Optimize therapy, novel strategies

SP1: Evaluating Pharmacokinetic/ Pharmacodynamic and innate immune parameters in the pyelonephritis environment

Pyelonephritis is frequent and causes substantial morbidity. Uropathogens causing pyelonephritis become increasingly antibiotic-resistant, hindering successful treatment. Patients suffering from pyelonephritis are clinically very heterogeneous and the parameters which decide treatment success or failure are not comprehensively understood. This project aims to elucidate the changes in blood and urine in human pyelonephritis and the effect of innate immune parameters on anti-infective treatment. This project transfers knowledge from deeply phenotyped pyelonephritis patients into pharmacological models, pursuing specific clinical and experimental aims. The alteration of blood and urine of pyelonephritis and control groups will be characterized by analyzing the physico-chemical properties, the proteome with a focus on antimicrobial peptides, and the number and differentiation status of myeloid cells. Alterations will be analyzed bioinformatically and correlated with the severity and clinical course of pyelonephritis. Non- clinical, ex vivo pharmacological models for investigation of antibiotics, namely pharmacokinetic and pharmacodynamic assessments, will be adapted to the peculiar pyelonephritis environment, including antimicrobial peptides. Selected myeloid cells will be incorporated into the pharmacological study by using the hollow-fiber model to investigate the additional anti-infective effect of immune cells in pharmacokinetic and pharmacodynamic models. The goal of this proposal is to better understand the molecular and cellular changes in blood and urine during pyelonephritis and its effect on anti-infective treatment. This will optimize available treatment strategies and delineate novel strategies for pyelonephritis therapy.
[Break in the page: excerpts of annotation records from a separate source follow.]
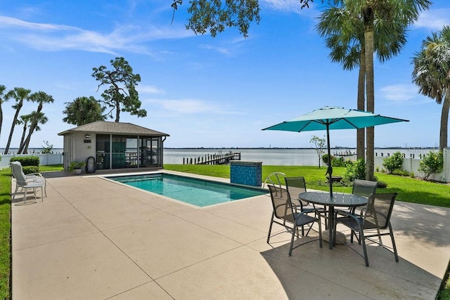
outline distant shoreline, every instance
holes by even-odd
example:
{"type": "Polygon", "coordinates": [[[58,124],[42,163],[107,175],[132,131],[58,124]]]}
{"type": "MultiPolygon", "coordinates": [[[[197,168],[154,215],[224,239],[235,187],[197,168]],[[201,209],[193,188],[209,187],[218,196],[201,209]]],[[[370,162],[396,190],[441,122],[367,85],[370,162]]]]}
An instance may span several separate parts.
{"type": "MultiPolygon", "coordinates": [[[[239,149],[248,149],[248,150],[305,150],[305,149],[316,149],[315,147],[164,147],[164,149],[167,150],[239,150],[239,149]]],[[[335,146],[330,148],[331,150],[356,150],[356,147],[342,147],[335,146]]],[[[408,149],[437,149],[437,147],[375,147],[374,149],[398,149],[398,150],[408,150],[408,149]]],[[[15,150],[18,150],[17,148],[10,148],[9,151],[13,152],[15,150]]],[[[63,150],[63,148],[53,147],[53,150],[63,150]]],[[[0,148],[0,155],[3,154],[5,150],[4,148],[0,148]]],[[[42,148],[29,148],[28,152],[40,152],[42,150],[42,148]]]]}
{"type": "MultiPolygon", "coordinates": [[[[436,149],[436,147],[375,147],[375,149],[399,149],[399,150],[404,150],[404,149],[436,149]]],[[[276,150],[282,150],[282,149],[316,149],[315,147],[271,147],[271,148],[264,148],[264,147],[186,147],[186,148],[171,148],[171,147],[165,147],[164,149],[167,150],[211,150],[211,149],[250,149],[250,150],[269,150],[269,149],[276,149],[276,150]]],[[[342,149],[356,149],[356,147],[332,147],[330,149],[331,150],[342,150],[342,149]]]]}

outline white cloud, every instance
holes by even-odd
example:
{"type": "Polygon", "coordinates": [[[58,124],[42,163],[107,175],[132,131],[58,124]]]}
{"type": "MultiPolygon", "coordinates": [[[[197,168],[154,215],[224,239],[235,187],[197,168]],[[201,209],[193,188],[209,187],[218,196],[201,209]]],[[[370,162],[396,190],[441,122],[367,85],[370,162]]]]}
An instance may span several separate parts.
{"type": "Polygon", "coordinates": [[[155,86],[142,85],[139,84],[136,89],[139,93],[153,93],[153,94],[161,94],[165,95],[166,92],[164,90],[159,89],[155,86]]]}
{"type": "Polygon", "coordinates": [[[408,101],[417,96],[417,89],[411,84],[394,84],[380,89],[383,98],[396,102],[408,101]]]}
{"type": "Polygon", "coordinates": [[[444,25],[450,24],[450,9],[432,9],[420,13],[419,20],[413,25],[413,28],[425,28],[437,31],[444,25]]]}
{"type": "Polygon", "coordinates": [[[146,102],[160,105],[164,110],[182,115],[191,115],[205,112],[226,112],[224,107],[201,100],[150,99],[146,102]]]}
{"type": "Polygon", "coordinates": [[[215,46],[205,45],[205,44],[200,45],[200,47],[202,49],[214,51],[216,52],[219,53],[220,54],[224,54],[224,56],[231,56],[231,51],[229,49],[224,47],[217,47],[215,46]]]}
{"type": "Polygon", "coordinates": [[[124,25],[103,34],[82,28],[55,24],[26,22],[0,16],[0,34],[27,46],[46,51],[82,50],[115,53],[126,51],[153,55],[144,42],[193,36],[184,28],[124,25]]]}

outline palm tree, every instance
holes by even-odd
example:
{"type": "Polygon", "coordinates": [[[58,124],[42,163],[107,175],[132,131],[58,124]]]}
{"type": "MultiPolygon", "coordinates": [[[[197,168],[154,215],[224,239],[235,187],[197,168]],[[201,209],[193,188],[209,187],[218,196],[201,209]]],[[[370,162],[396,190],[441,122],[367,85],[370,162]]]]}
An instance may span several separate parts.
{"type": "Polygon", "coordinates": [[[12,107],[15,110],[15,114],[14,115],[14,118],[13,119],[13,124],[11,125],[11,130],[9,131],[9,137],[8,138],[8,143],[6,143],[6,146],[5,147],[4,154],[8,154],[8,151],[9,151],[9,146],[11,143],[13,133],[14,132],[14,127],[17,124],[18,117],[19,117],[19,112],[20,112],[20,109],[23,105],[23,101],[25,100],[28,100],[28,95],[30,95],[30,93],[31,93],[31,90],[15,87],[14,88],[14,89],[8,91],[6,94],[7,98],[13,98],[15,100],[15,104],[12,106],[12,107]]]}
{"type": "Polygon", "coordinates": [[[4,102],[7,101],[8,98],[4,96],[6,86],[0,84],[0,133],[1,133],[1,125],[3,124],[3,109],[1,105],[4,102]]]}
{"type": "Polygon", "coordinates": [[[27,133],[27,128],[30,126],[30,122],[32,119],[32,114],[22,115],[16,120],[18,125],[23,125],[23,131],[22,132],[22,138],[20,138],[20,143],[22,145],[25,140],[25,134],[27,133]]]}
{"type": "Polygon", "coordinates": [[[32,119],[31,124],[30,124],[30,131],[28,131],[28,135],[27,136],[27,138],[23,141],[23,143],[21,143],[20,147],[18,150],[18,154],[27,152],[28,145],[30,145],[31,136],[34,132],[36,126],[38,124],[38,118],[40,115],[39,113],[41,112],[41,110],[42,110],[42,106],[44,103],[51,103],[54,101],[53,98],[51,96],[43,91],[33,93],[30,96],[30,100],[33,102],[38,103],[39,105],[37,106],[37,110],[36,111],[36,113],[33,115],[33,118],[32,119]]]}
{"type": "Polygon", "coordinates": [[[442,103],[439,148],[447,147],[449,109],[450,108],[450,26],[433,32],[422,42],[413,58],[413,82],[419,93],[442,103]],[[444,102],[442,102],[444,100],[444,102]]]}
{"type": "MultiPolygon", "coordinates": [[[[366,110],[365,89],[366,65],[364,51],[364,24],[359,15],[352,16],[344,6],[332,6],[319,16],[316,29],[325,38],[330,48],[331,61],[342,65],[344,70],[359,67],[358,76],[357,108],[366,110]]],[[[406,27],[401,23],[375,22],[374,44],[375,54],[383,63],[399,53],[406,43],[406,27]]],[[[356,157],[365,158],[365,132],[359,129],[356,133],[356,157]]]]}
{"type": "MultiPolygon", "coordinates": [[[[366,61],[366,110],[375,112],[373,53],[375,22],[394,20],[408,26],[418,18],[419,12],[428,9],[430,0],[334,0],[340,2],[354,16],[360,16],[364,24],[364,52],[366,61]],[[376,18],[375,18],[376,16],[376,18]]],[[[373,181],[375,131],[373,127],[366,129],[367,159],[366,179],[373,181]]]]}
{"type": "MultiPolygon", "coordinates": [[[[33,129],[33,133],[35,131],[41,131],[41,127],[39,127],[39,124],[46,124],[48,121],[49,121],[49,118],[47,117],[46,117],[46,115],[44,115],[44,112],[32,112],[30,115],[30,119],[32,121],[36,120],[37,123],[36,123],[36,126],[34,127],[33,129]]],[[[31,125],[32,125],[32,122],[30,124],[30,131],[28,132],[28,134],[30,135],[30,133],[31,132],[31,125]]],[[[23,148],[23,151],[22,152],[24,154],[27,154],[28,153],[28,143],[27,143],[25,145],[25,148],[23,148]]]]}
{"type": "Polygon", "coordinates": [[[77,126],[84,125],[96,121],[104,121],[104,108],[93,96],[78,97],[72,102],[65,103],[65,110],[63,111],[66,117],[63,121],[77,126]]]}

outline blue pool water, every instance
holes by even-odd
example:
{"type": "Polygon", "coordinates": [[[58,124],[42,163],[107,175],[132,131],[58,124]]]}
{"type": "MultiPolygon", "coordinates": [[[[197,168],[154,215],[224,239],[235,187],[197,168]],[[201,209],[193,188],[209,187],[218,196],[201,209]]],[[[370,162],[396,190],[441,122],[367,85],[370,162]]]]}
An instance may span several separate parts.
{"type": "Polygon", "coordinates": [[[228,202],[267,193],[267,191],[259,188],[166,174],[108,178],[198,207],[228,202]]]}

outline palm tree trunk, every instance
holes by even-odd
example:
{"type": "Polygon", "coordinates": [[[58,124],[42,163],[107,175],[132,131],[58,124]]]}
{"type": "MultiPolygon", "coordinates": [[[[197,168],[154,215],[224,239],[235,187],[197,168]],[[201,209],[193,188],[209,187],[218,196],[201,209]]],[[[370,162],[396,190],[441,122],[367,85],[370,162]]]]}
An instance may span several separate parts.
{"type": "Polygon", "coordinates": [[[1,134],[1,125],[3,124],[3,109],[0,104],[0,135],[1,134]]]}
{"type": "MultiPolygon", "coordinates": [[[[375,112],[375,83],[373,76],[373,13],[371,8],[368,8],[364,16],[364,47],[366,50],[366,93],[367,96],[367,111],[375,112]]],[[[368,127],[366,133],[366,179],[373,181],[375,169],[375,131],[373,127],[368,127]]]]}
{"type": "Polygon", "coordinates": [[[18,152],[18,153],[27,154],[27,152],[28,150],[28,145],[30,144],[30,140],[31,140],[31,136],[32,134],[33,134],[33,132],[34,132],[34,129],[36,129],[36,126],[37,126],[37,116],[39,115],[41,110],[42,110],[42,103],[39,103],[39,105],[37,107],[37,110],[36,110],[34,117],[33,118],[33,120],[30,125],[30,131],[28,131],[27,138],[25,138],[23,144],[20,145],[20,148],[19,149],[20,152],[18,152]]]}
{"type": "Polygon", "coordinates": [[[445,98],[442,103],[442,112],[441,112],[441,130],[439,137],[439,150],[444,151],[447,147],[447,132],[449,124],[449,109],[450,108],[450,95],[445,93],[445,98]]]}
{"type": "MultiPolygon", "coordinates": [[[[364,46],[361,45],[361,58],[359,59],[359,73],[358,74],[358,103],[356,107],[360,110],[366,110],[365,87],[366,83],[366,56],[364,46]]],[[[366,158],[366,130],[358,129],[356,132],[356,159],[366,158]]]]}
{"type": "Polygon", "coordinates": [[[118,100],[115,101],[115,122],[119,122],[120,115],[120,103],[118,100]]]}
{"type": "Polygon", "coordinates": [[[5,152],[4,154],[8,154],[8,151],[9,151],[9,146],[11,144],[11,140],[13,139],[13,133],[14,132],[14,127],[15,126],[15,124],[17,123],[17,119],[19,117],[19,112],[22,108],[22,103],[20,102],[18,103],[18,107],[15,110],[15,114],[14,115],[14,119],[13,119],[13,124],[11,125],[11,130],[9,131],[9,137],[8,138],[8,143],[6,143],[6,147],[5,147],[5,152]]]}
{"type": "Polygon", "coordinates": [[[27,123],[23,124],[23,132],[22,133],[22,138],[20,138],[20,143],[19,144],[19,149],[17,151],[17,154],[22,153],[22,149],[23,149],[23,142],[25,140],[25,133],[27,133],[27,123]]]}

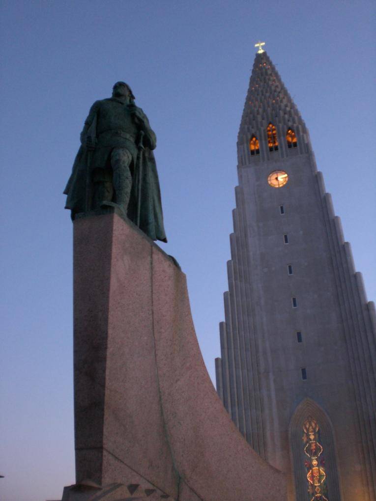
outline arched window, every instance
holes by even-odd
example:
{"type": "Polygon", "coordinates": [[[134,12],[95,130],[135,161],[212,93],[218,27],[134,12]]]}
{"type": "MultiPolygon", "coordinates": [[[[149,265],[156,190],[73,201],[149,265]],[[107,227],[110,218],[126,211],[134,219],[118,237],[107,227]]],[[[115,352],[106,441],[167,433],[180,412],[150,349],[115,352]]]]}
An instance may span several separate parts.
{"type": "Polygon", "coordinates": [[[276,151],[278,149],[278,140],[277,139],[277,129],[272,123],[269,123],[266,129],[268,133],[268,144],[269,151],[276,151]]]}
{"type": "Polygon", "coordinates": [[[327,415],[306,398],[289,427],[296,499],[340,499],[333,428],[327,415]]]}
{"type": "Polygon", "coordinates": [[[254,134],[249,140],[249,149],[251,155],[259,155],[260,154],[260,145],[259,140],[254,134]]]}
{"type": "Polygon", "coordinates": [[[286,133],[286,139],[287,140],[288,148],[296,148],[298,145],[298,142],[296,140],[296,136],[292,129],[288,129],[286,133]]]}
The results from clinical phenotyping and in-depth analysis of liquid biopsies will enable us clinically better stratify patients at risk for a more severe outcome of pyelonephritis. Eventually, parameters improving the defense against bacterial renal infection can be translated into clinical practice. In addition, the pharmacological models will help optimizing anti-infective treatment, improve clinical cure and decrease the emergence of antimicrobial resistance of causative pathogens. Adaptation of the pharmacological models to the renal environment will build a platform to better assess potential antibiotic candidates for suitability for treatment of pyelonephritis. In the end a more personalized approach will result to treat this highly heterogenous infectious entity of pyelonephritis.